DeepMind AI breaks through decades-old protein folding puzzle

It’s a fundamental question that’s gone unanswered for decades: How do proteins, one of the building blocks of life itself, correctly fold themselves into the proper shape time after time? 

Researchers at DeepMind, Google’s artificial-intelligence-focused sibling, believe they’ve now cracked the code, with a computer model that can translate a chain of amino acids into a 3D structure—providing a better understanding of the biological functions that follow form and delivering a breakthrough that promises to change the path of medical research.

“We have been stuck on this one problem—how do proteins fold up—for nearly 50 years,” said John Moult, a professor at the University of Maryland and co-founder and chair of a biennial computer modeling competition focused on tackling the protein-folding question, known as CASP.

“To see DeepMind produce a solution for this, having worked personally on this problem for so long and after so many stops and starts, wondering if we’d ever get there, is a very special moment,” Moult said.

CASP, short for Critical Assessment of protein Structure Prediction, first launched in 1994 and was devised as a global experiment where participants could test their prediction methods on a standardized playing field.

DeepMind, with its AlphaFold project, took home the top prize in 2018 as a first-time entrant. The AI program was able to predict the most accurate final shape, from scratch, for 25 of the contest’s 43 proteins.

This year, they returned with the updated AlphaFold2—posting a median similarity score of 92.4, which judges how well the AI’s predictions line up with the known structures of all of CASP’s protein targets. Two-thirds of the scores, known as a global distance test, were over 90.

This means the models were only off by about the width of a single atom, according to DeepMind. AlphaFold previously set an accuracy record in 2018, but it was unable to break a median score of 60.

SPECIAL REPORT: The top AI lighthouse projects to watch | DeepMind's AlphaFold

“This computational work represents a stunning advance on the protein-folding problem,” said Venki Ramakrishnan, president of the Royal Society of London, who shared the 2009 Nobel Prize in Chemistry for his work on the cell’s protein-synthesizing ribosomes.

“It has occurred decades before many people in the field would have predicted,” Ramakrishnan said. “It will be exciting to see the many ways in which it will fundamentally change biological research.”

To better understand a protein’s shape—and how their delicate origami interacts with cells, affecting both life and disease—scientists have used technologies ranging from X-ray crystallography to magnetic resonance scanning to cyro-electron microscopes. But to be able to come to an answer virtually promises to unlock much more information across a variety of research fields, both inside and outside of healthcare.

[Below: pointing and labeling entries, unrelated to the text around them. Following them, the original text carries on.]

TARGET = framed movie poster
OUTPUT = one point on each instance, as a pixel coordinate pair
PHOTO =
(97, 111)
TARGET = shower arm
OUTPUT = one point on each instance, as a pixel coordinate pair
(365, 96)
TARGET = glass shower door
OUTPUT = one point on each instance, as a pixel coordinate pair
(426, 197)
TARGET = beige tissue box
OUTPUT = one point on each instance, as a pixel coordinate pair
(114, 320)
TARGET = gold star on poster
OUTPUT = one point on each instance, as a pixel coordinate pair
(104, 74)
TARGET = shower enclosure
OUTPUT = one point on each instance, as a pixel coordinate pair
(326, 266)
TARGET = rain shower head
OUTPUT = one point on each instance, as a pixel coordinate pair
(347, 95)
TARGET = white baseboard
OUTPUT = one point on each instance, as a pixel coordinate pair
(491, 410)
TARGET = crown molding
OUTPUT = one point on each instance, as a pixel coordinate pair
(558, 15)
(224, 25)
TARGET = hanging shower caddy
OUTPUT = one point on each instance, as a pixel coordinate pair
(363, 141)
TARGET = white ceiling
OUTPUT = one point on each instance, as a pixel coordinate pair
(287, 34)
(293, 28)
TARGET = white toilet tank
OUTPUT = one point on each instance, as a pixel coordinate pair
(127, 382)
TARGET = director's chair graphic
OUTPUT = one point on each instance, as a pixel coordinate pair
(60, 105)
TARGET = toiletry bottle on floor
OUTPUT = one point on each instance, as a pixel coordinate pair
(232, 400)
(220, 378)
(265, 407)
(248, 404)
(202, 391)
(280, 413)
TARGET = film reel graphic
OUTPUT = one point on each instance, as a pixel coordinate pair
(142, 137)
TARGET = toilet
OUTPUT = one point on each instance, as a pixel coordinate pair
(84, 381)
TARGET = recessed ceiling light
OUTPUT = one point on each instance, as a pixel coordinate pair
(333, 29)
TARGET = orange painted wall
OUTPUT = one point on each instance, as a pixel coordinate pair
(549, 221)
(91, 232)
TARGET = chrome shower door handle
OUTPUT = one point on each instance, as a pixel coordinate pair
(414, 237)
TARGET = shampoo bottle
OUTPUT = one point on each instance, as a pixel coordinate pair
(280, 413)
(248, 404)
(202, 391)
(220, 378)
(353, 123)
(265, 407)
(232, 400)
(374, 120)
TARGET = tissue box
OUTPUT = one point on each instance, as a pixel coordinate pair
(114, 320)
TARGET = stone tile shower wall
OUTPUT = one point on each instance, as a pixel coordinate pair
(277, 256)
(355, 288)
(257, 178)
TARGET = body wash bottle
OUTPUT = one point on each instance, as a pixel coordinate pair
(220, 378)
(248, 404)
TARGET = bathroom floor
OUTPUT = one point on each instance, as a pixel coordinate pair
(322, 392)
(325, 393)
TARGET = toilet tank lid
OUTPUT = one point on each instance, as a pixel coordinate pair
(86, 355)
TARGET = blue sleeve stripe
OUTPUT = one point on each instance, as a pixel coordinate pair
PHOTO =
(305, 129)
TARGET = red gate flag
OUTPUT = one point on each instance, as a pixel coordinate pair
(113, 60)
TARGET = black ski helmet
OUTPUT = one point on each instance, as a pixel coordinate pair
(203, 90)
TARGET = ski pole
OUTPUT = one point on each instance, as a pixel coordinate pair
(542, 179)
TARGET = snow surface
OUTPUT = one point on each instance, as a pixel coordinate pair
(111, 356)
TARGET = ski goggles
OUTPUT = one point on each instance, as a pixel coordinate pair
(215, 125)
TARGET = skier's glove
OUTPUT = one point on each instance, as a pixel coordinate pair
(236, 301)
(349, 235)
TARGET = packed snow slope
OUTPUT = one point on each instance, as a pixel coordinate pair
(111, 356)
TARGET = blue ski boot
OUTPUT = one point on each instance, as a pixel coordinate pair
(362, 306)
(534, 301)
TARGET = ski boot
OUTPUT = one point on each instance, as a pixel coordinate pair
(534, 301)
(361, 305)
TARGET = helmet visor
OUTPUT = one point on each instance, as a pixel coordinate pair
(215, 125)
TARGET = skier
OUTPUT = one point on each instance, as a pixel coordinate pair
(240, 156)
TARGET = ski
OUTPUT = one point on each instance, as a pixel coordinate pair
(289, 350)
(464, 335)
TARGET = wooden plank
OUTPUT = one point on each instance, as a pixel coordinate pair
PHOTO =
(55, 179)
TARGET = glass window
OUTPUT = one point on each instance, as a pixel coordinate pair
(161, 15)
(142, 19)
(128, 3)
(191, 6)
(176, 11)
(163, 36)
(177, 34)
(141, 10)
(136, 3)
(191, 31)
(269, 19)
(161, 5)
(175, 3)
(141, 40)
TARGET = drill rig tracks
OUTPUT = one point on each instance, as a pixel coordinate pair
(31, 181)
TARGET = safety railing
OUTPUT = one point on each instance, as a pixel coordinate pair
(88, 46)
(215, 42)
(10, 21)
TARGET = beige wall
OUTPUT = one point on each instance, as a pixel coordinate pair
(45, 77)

“Proteins are extremely complicated molecules, and their precise three-dimensional structure is key to the many roles they perform, for example the insulin that regulates sugar levels in our blood and the antibodies that help us fight infections,” said Moult.

“Even tiny rearrangements of these vital molecules can have catastrophic effects on our health, so one of the most efficient ways to understand disease and find new treatments is to study the proteins involved,” he said. “There are tens of thousands of human proteins and many billions in other species, including bacteria and viruses, but working out the shape of just one requires expensive equipment and can take years.”

RELATED: An instant 2nd opinion: Google's DeepMind AI bests doctors at breast cancer screening

Still, AlphaFold’s efforts require a large amount of computing power. Trained on public protein data on about 170,000 different structures, the AI model uses 128 of Google’s high-end cloud computing cores, running them constantly for a number of weeks.

“AlphaFold is a once in a generation advance, predicting protein structures with incredible speed and precision,” said Arthur Levinson, Ph.D., founder and CEO of Calico, a subsidiary of Alphabet akin to Google and DeepMind.

“This leap forward demonstrates how computational methods are poised to transform research in biology and hold much promise for accelerating the drug discovery process,” added Levinson, who previously served as chairman and CEO of Genentech.

The AlphaFold program has already helped solve a protein structure that may lead to a better understanding of how signals are transmitted across cell membranes—a puzzle that has been frustrating biomedical researchers for nearly a decade, according to Andrei Lupas, director of the Max Planck Institute for Developmental Biology and a CASP judge.

The DeepMind team also hopes to help identify proteins that misfold, leading to malfunctions that cause disease, and to deliver computer models that may speed up drug discovery and development.